RESOLUCIÓN DE CONCESIONES POR CONCURSO Y FIANZAS

La Sentencia del Tribunal Supremo de 21 de julio de 2020 (Rec. 391/2018) confirma la resolución de diversas concesiones de autopistas en situación concursal por el Consejo de Ministros, con especial referencia al destino de las garantías. Dado el órgano autor del acto, la sentencia resuelve el recurso directamente, no a través de un recurso de casación.
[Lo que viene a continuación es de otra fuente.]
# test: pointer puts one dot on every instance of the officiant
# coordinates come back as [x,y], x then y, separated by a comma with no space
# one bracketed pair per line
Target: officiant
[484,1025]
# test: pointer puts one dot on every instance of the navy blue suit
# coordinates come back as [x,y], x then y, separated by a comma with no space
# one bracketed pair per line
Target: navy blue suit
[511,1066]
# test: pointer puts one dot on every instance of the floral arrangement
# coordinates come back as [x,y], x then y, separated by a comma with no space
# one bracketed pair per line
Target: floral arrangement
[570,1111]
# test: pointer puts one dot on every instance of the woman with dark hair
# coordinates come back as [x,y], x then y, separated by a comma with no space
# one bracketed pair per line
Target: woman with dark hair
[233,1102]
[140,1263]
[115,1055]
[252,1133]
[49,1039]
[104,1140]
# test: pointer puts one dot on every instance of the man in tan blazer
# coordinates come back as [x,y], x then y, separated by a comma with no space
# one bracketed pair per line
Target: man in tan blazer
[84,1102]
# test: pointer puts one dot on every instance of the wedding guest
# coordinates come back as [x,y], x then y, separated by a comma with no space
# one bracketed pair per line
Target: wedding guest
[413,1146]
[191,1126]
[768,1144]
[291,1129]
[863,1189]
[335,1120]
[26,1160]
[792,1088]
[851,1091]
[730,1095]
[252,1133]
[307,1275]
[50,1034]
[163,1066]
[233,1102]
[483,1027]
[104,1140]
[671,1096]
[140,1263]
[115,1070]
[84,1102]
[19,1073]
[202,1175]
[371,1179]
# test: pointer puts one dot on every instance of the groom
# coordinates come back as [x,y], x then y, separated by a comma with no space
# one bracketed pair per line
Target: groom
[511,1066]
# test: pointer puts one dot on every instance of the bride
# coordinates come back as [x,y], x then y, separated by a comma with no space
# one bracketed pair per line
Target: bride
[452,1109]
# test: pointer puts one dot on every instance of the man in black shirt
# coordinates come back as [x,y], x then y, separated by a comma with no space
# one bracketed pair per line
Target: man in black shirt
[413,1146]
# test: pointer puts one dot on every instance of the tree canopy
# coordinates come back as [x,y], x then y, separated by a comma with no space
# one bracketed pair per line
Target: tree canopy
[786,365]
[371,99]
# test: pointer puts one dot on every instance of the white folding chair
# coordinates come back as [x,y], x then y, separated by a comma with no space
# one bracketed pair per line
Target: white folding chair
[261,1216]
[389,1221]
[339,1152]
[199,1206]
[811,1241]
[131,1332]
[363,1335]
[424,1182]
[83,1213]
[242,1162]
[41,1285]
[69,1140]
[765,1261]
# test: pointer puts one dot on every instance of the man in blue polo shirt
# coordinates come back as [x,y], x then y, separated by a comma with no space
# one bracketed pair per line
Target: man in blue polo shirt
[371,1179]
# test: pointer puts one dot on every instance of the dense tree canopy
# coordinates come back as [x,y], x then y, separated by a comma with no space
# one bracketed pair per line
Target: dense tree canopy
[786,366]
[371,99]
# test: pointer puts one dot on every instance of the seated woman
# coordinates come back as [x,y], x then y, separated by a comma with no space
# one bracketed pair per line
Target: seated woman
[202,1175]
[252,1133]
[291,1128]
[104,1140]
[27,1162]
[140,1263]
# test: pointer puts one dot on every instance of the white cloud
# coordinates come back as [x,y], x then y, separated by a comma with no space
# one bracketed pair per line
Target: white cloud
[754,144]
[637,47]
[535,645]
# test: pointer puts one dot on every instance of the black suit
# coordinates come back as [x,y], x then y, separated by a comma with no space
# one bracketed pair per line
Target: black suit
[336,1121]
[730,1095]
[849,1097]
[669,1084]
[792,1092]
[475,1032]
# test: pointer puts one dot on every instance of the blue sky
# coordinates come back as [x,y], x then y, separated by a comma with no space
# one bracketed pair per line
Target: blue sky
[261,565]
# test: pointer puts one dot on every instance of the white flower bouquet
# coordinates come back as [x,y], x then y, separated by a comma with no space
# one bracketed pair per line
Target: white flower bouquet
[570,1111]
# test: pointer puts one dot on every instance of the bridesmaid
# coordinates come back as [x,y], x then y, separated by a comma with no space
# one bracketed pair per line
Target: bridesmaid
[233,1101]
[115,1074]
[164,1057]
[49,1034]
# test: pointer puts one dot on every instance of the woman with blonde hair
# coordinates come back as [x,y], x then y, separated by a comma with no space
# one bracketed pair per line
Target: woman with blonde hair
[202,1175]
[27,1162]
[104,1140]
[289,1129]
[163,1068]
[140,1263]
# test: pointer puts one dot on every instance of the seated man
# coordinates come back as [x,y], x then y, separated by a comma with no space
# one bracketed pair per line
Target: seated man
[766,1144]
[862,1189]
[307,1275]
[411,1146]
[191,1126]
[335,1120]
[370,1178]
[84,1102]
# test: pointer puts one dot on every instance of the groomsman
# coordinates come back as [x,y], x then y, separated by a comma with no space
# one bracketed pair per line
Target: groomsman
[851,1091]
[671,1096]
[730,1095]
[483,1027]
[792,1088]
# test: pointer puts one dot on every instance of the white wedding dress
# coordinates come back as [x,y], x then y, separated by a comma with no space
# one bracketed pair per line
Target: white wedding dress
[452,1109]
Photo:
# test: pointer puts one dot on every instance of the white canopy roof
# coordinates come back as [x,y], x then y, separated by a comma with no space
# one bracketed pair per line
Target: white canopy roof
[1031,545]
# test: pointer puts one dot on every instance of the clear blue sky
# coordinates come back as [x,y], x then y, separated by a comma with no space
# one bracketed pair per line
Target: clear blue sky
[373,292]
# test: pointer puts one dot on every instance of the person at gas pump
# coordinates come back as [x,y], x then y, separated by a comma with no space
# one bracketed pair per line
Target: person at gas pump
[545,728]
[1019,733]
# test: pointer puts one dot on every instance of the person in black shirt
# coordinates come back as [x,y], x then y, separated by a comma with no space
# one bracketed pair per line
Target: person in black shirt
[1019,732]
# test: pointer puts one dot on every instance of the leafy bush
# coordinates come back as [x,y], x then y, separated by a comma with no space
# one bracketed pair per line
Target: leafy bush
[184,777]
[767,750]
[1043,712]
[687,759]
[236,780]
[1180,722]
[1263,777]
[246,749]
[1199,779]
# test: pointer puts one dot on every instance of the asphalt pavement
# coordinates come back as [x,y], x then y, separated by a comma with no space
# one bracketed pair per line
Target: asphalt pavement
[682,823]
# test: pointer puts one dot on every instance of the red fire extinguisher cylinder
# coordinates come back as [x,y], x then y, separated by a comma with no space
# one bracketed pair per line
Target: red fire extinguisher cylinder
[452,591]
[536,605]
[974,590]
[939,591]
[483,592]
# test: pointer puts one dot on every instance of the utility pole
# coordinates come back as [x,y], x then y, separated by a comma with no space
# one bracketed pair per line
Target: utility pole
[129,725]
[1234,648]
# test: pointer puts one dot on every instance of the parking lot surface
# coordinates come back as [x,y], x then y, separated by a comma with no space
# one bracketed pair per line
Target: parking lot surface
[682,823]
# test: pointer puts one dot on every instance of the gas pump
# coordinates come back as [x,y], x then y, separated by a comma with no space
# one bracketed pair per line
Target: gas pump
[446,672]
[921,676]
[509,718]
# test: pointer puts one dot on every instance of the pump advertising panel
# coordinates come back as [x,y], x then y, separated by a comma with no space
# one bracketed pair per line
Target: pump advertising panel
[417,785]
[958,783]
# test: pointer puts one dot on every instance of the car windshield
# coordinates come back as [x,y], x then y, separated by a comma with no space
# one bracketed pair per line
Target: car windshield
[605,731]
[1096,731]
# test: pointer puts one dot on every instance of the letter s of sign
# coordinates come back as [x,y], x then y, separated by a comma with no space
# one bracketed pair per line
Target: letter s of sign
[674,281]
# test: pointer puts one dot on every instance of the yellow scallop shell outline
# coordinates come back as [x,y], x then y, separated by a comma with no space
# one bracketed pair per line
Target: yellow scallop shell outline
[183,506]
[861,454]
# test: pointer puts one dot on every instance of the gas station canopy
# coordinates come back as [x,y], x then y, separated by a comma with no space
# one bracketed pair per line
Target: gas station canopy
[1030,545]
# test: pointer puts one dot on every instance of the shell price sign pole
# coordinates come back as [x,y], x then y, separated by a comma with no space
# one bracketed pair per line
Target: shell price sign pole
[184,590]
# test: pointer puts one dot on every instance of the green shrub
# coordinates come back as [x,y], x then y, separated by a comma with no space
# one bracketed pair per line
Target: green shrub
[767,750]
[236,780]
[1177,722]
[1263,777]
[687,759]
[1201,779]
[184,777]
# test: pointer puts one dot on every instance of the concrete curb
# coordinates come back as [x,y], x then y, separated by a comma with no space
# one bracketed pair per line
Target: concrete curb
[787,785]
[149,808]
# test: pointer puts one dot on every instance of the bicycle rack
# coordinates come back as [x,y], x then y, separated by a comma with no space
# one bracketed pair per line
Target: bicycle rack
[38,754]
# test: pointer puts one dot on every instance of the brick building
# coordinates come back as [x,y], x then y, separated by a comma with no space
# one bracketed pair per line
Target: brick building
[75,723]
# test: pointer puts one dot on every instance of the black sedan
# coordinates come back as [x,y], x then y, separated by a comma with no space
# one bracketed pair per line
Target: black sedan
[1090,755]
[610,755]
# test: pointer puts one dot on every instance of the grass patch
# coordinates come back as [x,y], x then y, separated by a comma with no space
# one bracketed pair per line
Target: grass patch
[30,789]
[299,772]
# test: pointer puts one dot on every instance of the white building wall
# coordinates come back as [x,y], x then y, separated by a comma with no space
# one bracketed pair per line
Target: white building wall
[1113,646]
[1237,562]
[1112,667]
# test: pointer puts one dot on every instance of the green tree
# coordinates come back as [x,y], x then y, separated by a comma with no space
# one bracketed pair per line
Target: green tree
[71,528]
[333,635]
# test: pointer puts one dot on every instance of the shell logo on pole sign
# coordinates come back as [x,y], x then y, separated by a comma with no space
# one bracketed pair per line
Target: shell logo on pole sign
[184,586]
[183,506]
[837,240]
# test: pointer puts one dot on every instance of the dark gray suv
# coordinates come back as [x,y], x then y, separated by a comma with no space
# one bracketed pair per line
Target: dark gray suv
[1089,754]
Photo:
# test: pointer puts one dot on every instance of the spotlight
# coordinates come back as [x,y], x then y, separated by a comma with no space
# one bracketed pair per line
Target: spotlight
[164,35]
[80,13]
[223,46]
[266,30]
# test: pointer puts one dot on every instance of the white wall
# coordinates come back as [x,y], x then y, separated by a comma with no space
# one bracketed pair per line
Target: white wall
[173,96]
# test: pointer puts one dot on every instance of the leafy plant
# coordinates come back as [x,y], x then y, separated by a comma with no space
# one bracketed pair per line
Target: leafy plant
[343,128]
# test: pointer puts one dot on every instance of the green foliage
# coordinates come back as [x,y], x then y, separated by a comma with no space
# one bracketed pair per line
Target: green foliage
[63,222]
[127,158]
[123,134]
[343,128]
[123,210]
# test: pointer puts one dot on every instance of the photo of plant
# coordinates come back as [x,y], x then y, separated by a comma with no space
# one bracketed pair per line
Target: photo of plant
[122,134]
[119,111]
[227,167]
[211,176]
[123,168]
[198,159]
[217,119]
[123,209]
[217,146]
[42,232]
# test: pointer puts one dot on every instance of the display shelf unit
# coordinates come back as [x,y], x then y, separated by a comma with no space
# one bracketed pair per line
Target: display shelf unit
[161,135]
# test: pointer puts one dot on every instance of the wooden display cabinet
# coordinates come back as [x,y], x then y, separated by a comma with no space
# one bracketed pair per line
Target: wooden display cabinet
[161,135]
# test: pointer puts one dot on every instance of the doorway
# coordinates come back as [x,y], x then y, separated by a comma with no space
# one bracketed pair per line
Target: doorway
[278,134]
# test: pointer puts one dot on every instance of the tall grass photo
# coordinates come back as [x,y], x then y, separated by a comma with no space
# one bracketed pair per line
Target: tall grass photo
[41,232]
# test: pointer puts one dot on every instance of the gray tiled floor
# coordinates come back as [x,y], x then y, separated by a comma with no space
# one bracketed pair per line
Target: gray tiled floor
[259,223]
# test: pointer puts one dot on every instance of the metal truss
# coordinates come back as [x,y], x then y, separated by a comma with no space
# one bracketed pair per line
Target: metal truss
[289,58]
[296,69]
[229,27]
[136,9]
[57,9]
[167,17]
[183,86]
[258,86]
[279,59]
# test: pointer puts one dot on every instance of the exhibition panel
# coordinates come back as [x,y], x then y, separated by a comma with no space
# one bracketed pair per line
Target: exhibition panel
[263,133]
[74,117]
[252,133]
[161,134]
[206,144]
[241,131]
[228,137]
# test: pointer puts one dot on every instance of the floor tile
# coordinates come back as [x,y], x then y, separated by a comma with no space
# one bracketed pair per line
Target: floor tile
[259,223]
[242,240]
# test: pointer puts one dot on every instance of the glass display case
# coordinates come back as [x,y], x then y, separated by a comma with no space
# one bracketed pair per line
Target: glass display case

En primer lugar, se explica cuál es el régimen jurídico de las concesiones:

Las concesiones que nos ocupan se otorgaron conforme a la Ley 8/1972. De acuerdo con su artículo 2, las concesiones de autopistas se rigen por sus preceptos y, supletoriamente, por la legislación de Contratos de las Administraciones Públicas.

El artículo 13 del Real Decreto 1834/2000, de 3 de noviembre, por el que se adjudicó la concesión de la recurrente, dispone:

"La sociedad concesionaria queda vinculada frente a la Administración General del Estado en los términos contenidos en la alternativa A-3 de su propuesta, en toda su integridad. En aquellos puntos no señalados específicamente en este Real Decreto, serán de aplicación la Ley 8/1972, de 10 de mayo, sobre construcción, conservación y explotación de las autopistas en régimen de concesión; la Ley de Contratos de las Administraciones Públicas (texto refundido, aprobado por Real Decreto legislativo 2/2000, de 16 de junio); las prescripciones del pliego de cláusulas administrativas particulares aprobado por Orden del Ministerio de Fomento de 4 de febrero de 2000, con las modificaciones recogidas en la Orden del mismo Ministerio de 5 de junio de 2000; las del pliego de cláusulas generales, aprobado por Decreto 215/1973, de 25 de enero, en lo que no resulte válidamente modificado por el anterior, y el Real Decreto 657/1986, de 7 de marzo, sobre Organización y Funcionamiento de la Delegación del Gobierno en las Sociedades Concesionarias de Autopistas Nacionales de Peaje".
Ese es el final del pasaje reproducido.